Speaker
Description
Recent studies [1, 2] have revealed the remarkable potential of optimized low-dimensional liquid para-H2 moderators in enhancing cold neutron brightness compared to voluminous moderators. In this research, we introduce a novel analytic approach to calculate the brightness of such moderators. Our findings demonstrate that as the brightness gain is the near-the-surface effect, the high-aspect ratio rectangular cold para-H2 moderators offer even higher cold neutron brightness then the moderator optimized for ESS [3]. We demonstrate that solely the "geometrical" low dimensionality of moderators is not sufficient for achieving substantial brightness gains and that the "physical" low-dimensionality on the scale of the mean free path of thermal neutrons is required. The obtained results are in excellent agreement with MCNP calculations.

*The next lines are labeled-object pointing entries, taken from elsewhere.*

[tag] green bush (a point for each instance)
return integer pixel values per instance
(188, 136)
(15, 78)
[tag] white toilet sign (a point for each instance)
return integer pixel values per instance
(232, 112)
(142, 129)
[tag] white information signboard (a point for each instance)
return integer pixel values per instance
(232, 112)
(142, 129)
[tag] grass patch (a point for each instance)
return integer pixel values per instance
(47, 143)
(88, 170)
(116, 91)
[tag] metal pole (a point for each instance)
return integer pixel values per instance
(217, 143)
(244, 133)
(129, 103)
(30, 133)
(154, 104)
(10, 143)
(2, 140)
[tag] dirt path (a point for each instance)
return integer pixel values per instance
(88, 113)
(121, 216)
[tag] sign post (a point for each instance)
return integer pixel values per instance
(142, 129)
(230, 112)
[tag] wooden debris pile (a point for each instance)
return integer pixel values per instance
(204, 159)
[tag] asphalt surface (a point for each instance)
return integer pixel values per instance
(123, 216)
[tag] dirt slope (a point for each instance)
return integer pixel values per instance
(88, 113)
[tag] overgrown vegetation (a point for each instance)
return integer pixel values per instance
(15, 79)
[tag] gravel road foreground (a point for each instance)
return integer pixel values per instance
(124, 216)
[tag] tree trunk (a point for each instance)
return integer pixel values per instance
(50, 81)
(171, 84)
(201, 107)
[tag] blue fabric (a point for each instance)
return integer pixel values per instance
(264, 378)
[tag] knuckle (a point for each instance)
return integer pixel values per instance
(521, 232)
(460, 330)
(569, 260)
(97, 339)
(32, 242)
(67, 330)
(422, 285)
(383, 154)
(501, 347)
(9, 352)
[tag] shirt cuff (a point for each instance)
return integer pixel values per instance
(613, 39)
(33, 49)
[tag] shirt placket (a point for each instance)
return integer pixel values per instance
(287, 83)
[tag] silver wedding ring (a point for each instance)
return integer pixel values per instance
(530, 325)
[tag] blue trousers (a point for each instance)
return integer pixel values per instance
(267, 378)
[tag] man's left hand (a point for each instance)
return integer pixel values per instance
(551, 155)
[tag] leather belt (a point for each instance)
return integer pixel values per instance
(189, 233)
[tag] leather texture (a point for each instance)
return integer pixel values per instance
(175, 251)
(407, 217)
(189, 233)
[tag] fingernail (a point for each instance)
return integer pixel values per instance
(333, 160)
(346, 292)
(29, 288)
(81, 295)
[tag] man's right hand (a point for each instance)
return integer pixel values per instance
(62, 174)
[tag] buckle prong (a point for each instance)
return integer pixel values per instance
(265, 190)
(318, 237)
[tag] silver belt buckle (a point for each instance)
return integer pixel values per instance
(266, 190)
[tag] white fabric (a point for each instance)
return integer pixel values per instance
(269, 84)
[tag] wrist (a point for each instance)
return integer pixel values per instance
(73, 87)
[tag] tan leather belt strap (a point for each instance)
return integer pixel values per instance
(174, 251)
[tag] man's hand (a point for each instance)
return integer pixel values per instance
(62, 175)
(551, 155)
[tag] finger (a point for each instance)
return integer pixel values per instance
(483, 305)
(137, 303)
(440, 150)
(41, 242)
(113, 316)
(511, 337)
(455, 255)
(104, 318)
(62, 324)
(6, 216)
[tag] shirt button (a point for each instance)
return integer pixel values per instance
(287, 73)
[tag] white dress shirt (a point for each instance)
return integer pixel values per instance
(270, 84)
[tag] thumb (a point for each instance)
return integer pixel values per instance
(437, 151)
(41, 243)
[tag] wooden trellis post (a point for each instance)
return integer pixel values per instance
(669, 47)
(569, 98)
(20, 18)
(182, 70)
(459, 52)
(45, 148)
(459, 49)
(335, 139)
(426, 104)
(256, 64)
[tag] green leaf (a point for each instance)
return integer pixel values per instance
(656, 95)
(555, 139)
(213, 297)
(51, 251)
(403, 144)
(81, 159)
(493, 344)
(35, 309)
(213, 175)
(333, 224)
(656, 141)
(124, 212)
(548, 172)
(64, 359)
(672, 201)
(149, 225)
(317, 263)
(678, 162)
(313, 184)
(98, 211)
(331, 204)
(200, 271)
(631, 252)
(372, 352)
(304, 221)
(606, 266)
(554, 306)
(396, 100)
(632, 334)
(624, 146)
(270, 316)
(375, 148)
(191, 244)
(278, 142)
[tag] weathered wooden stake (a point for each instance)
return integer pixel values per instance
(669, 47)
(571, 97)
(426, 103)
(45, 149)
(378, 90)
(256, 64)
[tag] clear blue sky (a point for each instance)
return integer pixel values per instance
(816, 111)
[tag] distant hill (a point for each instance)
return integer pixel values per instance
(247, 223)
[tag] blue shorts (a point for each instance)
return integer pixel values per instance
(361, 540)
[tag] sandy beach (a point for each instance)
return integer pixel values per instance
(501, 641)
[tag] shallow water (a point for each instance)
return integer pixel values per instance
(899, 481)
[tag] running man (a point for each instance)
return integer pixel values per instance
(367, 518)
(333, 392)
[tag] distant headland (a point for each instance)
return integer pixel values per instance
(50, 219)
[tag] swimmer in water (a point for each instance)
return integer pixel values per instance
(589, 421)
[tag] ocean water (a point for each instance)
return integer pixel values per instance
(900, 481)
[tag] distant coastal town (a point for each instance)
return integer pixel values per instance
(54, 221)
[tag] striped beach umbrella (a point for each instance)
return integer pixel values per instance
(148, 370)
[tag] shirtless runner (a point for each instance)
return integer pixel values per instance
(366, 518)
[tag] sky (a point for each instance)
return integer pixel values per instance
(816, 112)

To address the trade-off between brightness gain and neutron beam intensity in low-dimensional liquid para-H2 moderators, we propose the chessboard-like and the staircase-like assemblies of moderators with a well-developed total surface. This configuration ensures wide, intense neutron beams while preserving the high brightness of the narrow moderator.
The stacked staircase moderator geometry offers a solution to partially overcome the limitations posed by the inhomogeneous thermal neutron flux distribution around the reactor core or spallation source target. By implementing this geometry, it becomes possible to achieve brightness gains ranging from 2.5 to 3.5 times when compared to single flat para-H2 moderators of the same width.